Who is an agency worker
An agency worker would be, for example, a chef supplied by a temporary work agency to work temporarily for you, under your supervision. They will have a contract of employment with the agency, or contract to perform work on the agency’s behalf.

12 Week Qualifying Period
From 1 October 2011 an agency worker has been entitled to the same basic working and employment conditions that they would be entitled to had they been directly recruited by your business. However, this only applies after they have undertaken the same role (whether on one or more assignments) within your business for a 12 week qualifying period.

The right to equal treatment
Basic working and employment conditions relate to:

  • Pay – including basic, overtime, holiday pay, bonuses for individual performance and vouchers with a monetary value, such as childcare vouchers. This does not extend to contractual redundancy payments, sick pay, occupation pension pay, notice pay, loans, expenses, long service rewards and non-contractual bonuses.
  • Working time – including night work, rest periods and breaks and contractual annual leave – these must be on comparable terms with a permanent worker.
  • Pregnancy – a pregnant agency worker must be given time off to attend antenatal appointments and classes. If they can no longer complete their original duties for health and safety reasons (eg if they are working behind the bar and required to lift heavy crates of drinks), they will need to be allocated alternative work on equal pay. Under existing law, there is an obligation not to discriminate under the Equality Act 2010 and a risk assessment must be carried out, with any necessary adjustments made to remove any indentified risk.

Day one rights
Some rights apply immediately from the start of the assignment:

  • Access to any collective facilities that other employees are offered such as child-care facilities, parking or transport services between sites. At this stage they will not be entitled to enhanced rights – eg a place in a crèche which has a waiting list, although they should not be prohibited from joining the list.
  • The same opportunity to apply for relevant vacancies as other employees (although they will still need to meet the usual selection criteria).

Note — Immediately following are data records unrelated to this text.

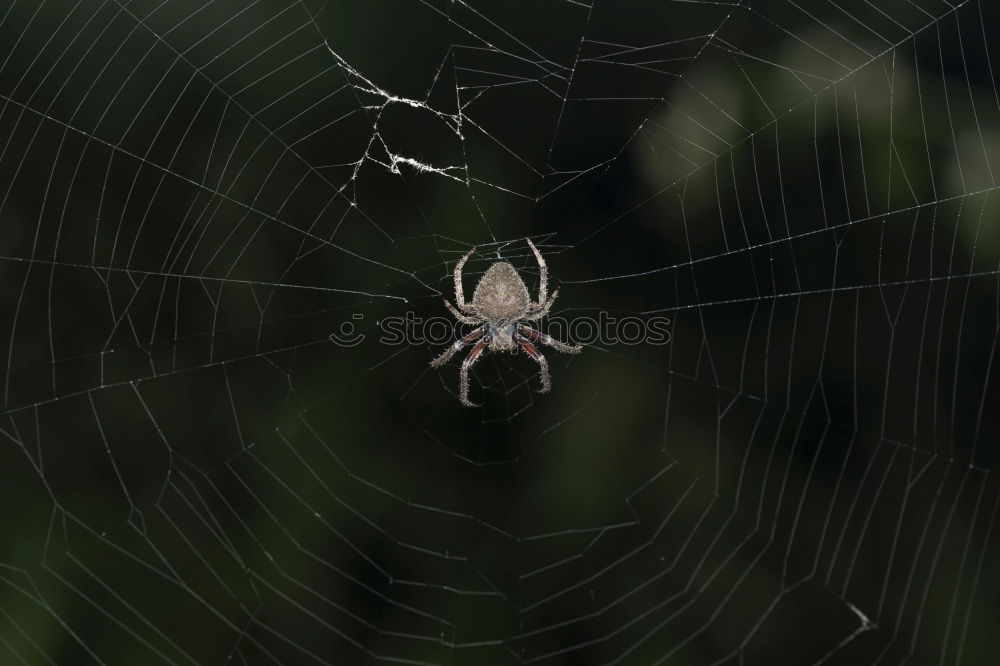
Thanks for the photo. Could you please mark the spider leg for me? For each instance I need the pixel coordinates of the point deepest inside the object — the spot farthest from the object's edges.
(544, 339)
(463, 376)
(457, 346)
(542, 310)
(464, 318)
(543, 278)
(542, 363)
(459, 294)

AWR  ………. reducing the impact
The AWR have been in force since October 2011.  Many report that the impact has not been as onerous as expected and that the increased costs have been absorbed or avoided.  It is possible to avoid the impact of the Regulations by using workers who are not covered by the AWR, such as the genuinely self-employed, or using short term assignments of less than 12 weeks.  You should be careful to avoid engaging agency workers on repeated short term contracts as this may be perceived as unlawful avoidance of the Regulations for which you may incur a financial penalty (see below).  The use of shorter contracts or a series of contracts will require careful monitoring which you should be aware may be a significant administrative burden.

Penalties for breaching the new laws
If your business breaches its obligations an employment tribunal can award compensation, taking into account the agency worker’s losses. A tribunal can also award compensation of up to £5,000 against your business if it decides you have attempted to structure an assignment in order to avoid the qualifying period.

The content of this page is a summary of the law in force at the present time and is not exhaustive, nor does it contain definitive advice. Specialist legal advice should be sought in relation to any queries that may arise.